Ironically, this was supposed to be a relatively easy, just-follow-the-dots kind of budget season. Late last year, Congress and the president struck a two-year, bipartisan budget deal providing for $1.07 trillion annually in discretionary programs other than entitlements and interest on the debt.
As part of the deal that was negotiated by outgoing House Speaker John Boehner (R-OH), the two parties agreed to raise legally imposed spending caps on defense and domestic programs. In that way, the agreement would simultaneously appease Republican defense hawks who wanted more spending for the Pentagon and Democrats eager to protect spending for key social and economic programs.
Yet the House and Senate have yet to agree on even one of the dozen annual spending bills necessary to put that budget blue print into law. And lawmakers may be forced once again to roll essential spending into one, massive continuing resolution to keep the government operating beyond the start of a new fiscal year Oct. 1.
For Boehner’s successor House Speaker Paul Ryan (R-WI), the biggest challenge may be trying to draw his party’s staunch conservative wing in line to pass spending bills in keeping with the budget deal.

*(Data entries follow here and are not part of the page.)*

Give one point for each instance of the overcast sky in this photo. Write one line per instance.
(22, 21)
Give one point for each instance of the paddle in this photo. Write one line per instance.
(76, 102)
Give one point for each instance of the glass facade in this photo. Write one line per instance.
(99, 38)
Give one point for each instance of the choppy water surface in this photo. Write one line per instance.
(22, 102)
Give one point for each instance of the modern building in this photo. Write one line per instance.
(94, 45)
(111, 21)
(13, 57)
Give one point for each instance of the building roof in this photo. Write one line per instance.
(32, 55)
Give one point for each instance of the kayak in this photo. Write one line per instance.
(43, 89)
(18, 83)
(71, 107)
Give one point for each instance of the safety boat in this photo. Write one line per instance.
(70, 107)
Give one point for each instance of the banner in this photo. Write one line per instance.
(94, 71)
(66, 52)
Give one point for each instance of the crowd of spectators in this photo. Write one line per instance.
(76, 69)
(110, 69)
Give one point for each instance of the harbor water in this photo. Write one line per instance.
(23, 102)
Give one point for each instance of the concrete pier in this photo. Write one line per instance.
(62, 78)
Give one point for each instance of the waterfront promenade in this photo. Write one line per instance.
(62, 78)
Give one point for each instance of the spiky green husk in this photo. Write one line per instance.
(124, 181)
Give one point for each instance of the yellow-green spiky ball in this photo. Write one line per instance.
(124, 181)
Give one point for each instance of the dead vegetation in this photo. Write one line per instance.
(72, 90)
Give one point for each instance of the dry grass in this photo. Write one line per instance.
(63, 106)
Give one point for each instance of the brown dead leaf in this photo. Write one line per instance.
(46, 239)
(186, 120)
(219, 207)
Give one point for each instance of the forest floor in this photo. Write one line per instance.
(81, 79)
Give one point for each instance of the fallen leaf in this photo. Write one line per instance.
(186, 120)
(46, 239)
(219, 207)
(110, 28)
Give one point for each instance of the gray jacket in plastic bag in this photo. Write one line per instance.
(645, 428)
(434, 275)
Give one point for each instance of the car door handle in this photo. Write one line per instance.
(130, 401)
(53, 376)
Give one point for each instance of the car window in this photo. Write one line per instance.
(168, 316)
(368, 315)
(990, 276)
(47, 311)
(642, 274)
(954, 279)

Leaders of the 40-member House Freedom Caucus, who were instrumental in forcing Boehner into an early retirement, are defying Ryan by demanding that Congress cut $30 billion off the topline of the trillion-dollar annual budget agreement. They blocked passage of the budget plan drafted by Ryan and House Budget Committee Chair Tom Price (R-GA) and vowed to oppose major spending bills unless they are trimmed back and offset by cuts in other programs.
"We want to help with the process, we want to have a budget [but] we want to have a budget that complies with what we promised the American people,” Rep. Raul Labrador (R-Idaho), a leader of the Freedom Caucus, said earlier this year, according to Politico. "The budget right now ... does not take into reality how the American people feel."
Unless Ryan can find a way to bring Labrador and other far-right Republicans on board, it will be almost impossible for him to pass major spending bills this fall, when there will be little time for extended negotiations and wrangling.
Ornstein said that the Freedom Caucus has begun to rebel against Ryan in a number of ways, including its latest efforts to force a House vote to impeach IRS Commissioner John Koskinen over the objections of Ryan and other House leaders.
“They don’t want to vote for any spending bills and they don’t like the budget deal that Boehner struck to help out Ryan,” Ornstein said.